Déjà circulent dans les rangs clairsemés des camarades de Jouy, la nouvelle apportée par Delcourt. Au milieu de la stupeur qu'elle provoque généralement, une anecdote surgit: On raconte que Jules Jouy ayant fait une chute dans l'escalier du Chat Noir où il précédait Salis, ce dernier lui fit ironiquement remarquer que le moment n'était pas venu de se rompre les os et qu'il avait plus que jamais besoin de son concours. Jouy avait répondu que lorsqu'il mourrait, il comptait bien être suivi par lui à vingt-quatre heures de distance.
Vraie ou non cette anecdote montre bien comme sous toutes les latitudes et dans toutes les conditions de la vie, l'homme est essentiellement un être de légende et de superstition.
Les obsèques de Salis auront lieu demain à trois heures à Chatellerault. J'ai donc largement le temps de m'y rendre en prenant ce soir même à la gare d'Orléans le train de minuit.
D'ici là, comme évidemment la mort du gentilhomme cabaretier ne va pas manquer d'être commentée, je crois de mon devoir de tracer en quelques lignes un portrait de Salis et en même temps de narrer brièvement les journées qui ont précédé sa mort.

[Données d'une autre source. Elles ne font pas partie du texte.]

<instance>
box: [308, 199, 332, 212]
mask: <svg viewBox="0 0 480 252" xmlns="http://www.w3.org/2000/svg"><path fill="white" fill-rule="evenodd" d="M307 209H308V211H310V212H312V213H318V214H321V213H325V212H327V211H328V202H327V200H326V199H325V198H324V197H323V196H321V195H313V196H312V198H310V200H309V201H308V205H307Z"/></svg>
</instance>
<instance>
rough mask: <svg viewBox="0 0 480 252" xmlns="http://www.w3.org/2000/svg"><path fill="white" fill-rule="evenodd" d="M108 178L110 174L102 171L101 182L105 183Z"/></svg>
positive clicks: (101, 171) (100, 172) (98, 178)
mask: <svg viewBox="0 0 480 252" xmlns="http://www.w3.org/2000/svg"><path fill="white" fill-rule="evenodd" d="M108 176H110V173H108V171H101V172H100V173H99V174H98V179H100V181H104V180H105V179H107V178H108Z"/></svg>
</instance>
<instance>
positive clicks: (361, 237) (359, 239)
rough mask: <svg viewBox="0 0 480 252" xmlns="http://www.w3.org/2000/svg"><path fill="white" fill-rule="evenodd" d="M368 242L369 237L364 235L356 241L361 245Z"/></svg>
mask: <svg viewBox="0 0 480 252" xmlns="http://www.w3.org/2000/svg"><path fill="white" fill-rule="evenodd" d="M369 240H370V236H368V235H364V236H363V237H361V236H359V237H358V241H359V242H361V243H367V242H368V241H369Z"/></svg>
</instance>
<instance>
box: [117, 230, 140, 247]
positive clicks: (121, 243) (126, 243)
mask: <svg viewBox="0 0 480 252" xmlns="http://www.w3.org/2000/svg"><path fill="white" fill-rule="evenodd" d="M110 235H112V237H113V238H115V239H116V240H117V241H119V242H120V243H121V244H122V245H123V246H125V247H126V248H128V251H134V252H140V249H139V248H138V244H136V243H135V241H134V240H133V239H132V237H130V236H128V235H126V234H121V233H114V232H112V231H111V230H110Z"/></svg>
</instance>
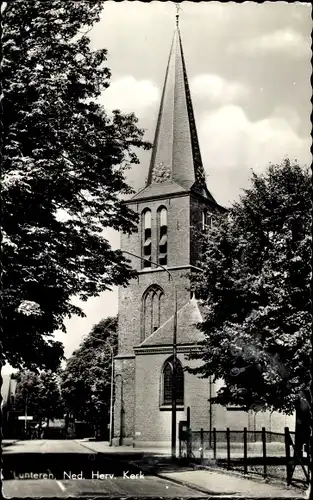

Mon après-midi suffira tout juste à ce labeur; et je vous quitte pour m'y donner en toute hâte.
Naintré, 20 Mars.
Nous sommes arrivés, Bonnaud et moi, de grand matin à Chatellerault. Un commissionnaire nous a indiqué le domicile de la famille Salis, car le père et la mère du gentilhomme, tous deux octogénaires et infirmes, habitent la petite ville, berceau de leur famille, où s'est écoulée la jeunesse de Rodolphe. Nous avons été reçus par la sœur du défunt qui nous a priés d'attendre jusque vers dix heures la voiture qui nous doit conduire à Naintré.
Il est à peine huit heures; pour ne pas succomber au sommeil qui fait battre nos paupières après la mauvaise nuit passée en wagon, nous déambulons par la ville fort coquette ma foi, dont les boutiques s'ouvrent une à une. Nous examinons avec curiosité les vitrines des armuriers et des couteliers dont la réputation est universelle, et cédant à cet amour immodéré du bibelot que nous possédons au même degré, nous faisons emplette de coupe-papiers en forme de poignards. Puis, tous deux armés jusques aux dents, nous allons promener nos somnolences sur les rives de la Vienne, qui roule une belle nappe d'eau limoneuse et semble décroître après une importante crue.
Après avoir énergiquement lutté contre l'engourdissement de nos membres par un match de billard et l'absorption successive de plusieurs tasses de café, nous regagnons la demeure familiale des Salis, où nous sommes attendus par un vaste landau attelé de deux fortes bêtes. Nous prenons place dans le véhicule en la compagnie de la mère de Mme Salis et d'un prêtre ami de la famille. Une bonne heure après, nous apercevons le mur d'enceinte et les tourelles du château de Naintré.
Nous arrivons au moment précis de la mise en bière, et il nous est permis de contempler une dernière fois sur un grand lit de parade pieusement édifié, celui qui fut Rodolphe Salis. C'est dans la salle de sa bibliothèque, au rez-de-chaussée du château, dans la pièce qu'il préférait, qu'on l'a exposé depuis la veille au matin. Il repose sur une jonchée de fleurs odorantes; la collection du journal, le Chat Noir, est mise en tas à ses côtés; au-dessus de sa tête, on a suspendu une couronne de laurier doré qui lui fut offerte à Bruxelles par la société de secours de l'enfance à la suite d'une représentation au bénéfice de cette œuvre. Il porte sa tenue de spectacle, une élégante redingote en drap bleu, un gilet de soie à fleurs, et les souliers vernis. La face et le front sont parfaitement déplissés et n'ont plus la contraction douloureuse et grimaçante des dernières journées. Les yeux demi-fermés semblent avoir retrouvé le sourire ironique que Salis prenait lorsqu'il écoutait complaisamment dans son cabaret les réflexions plus ou moins ridicules de quelque snob prétentieux.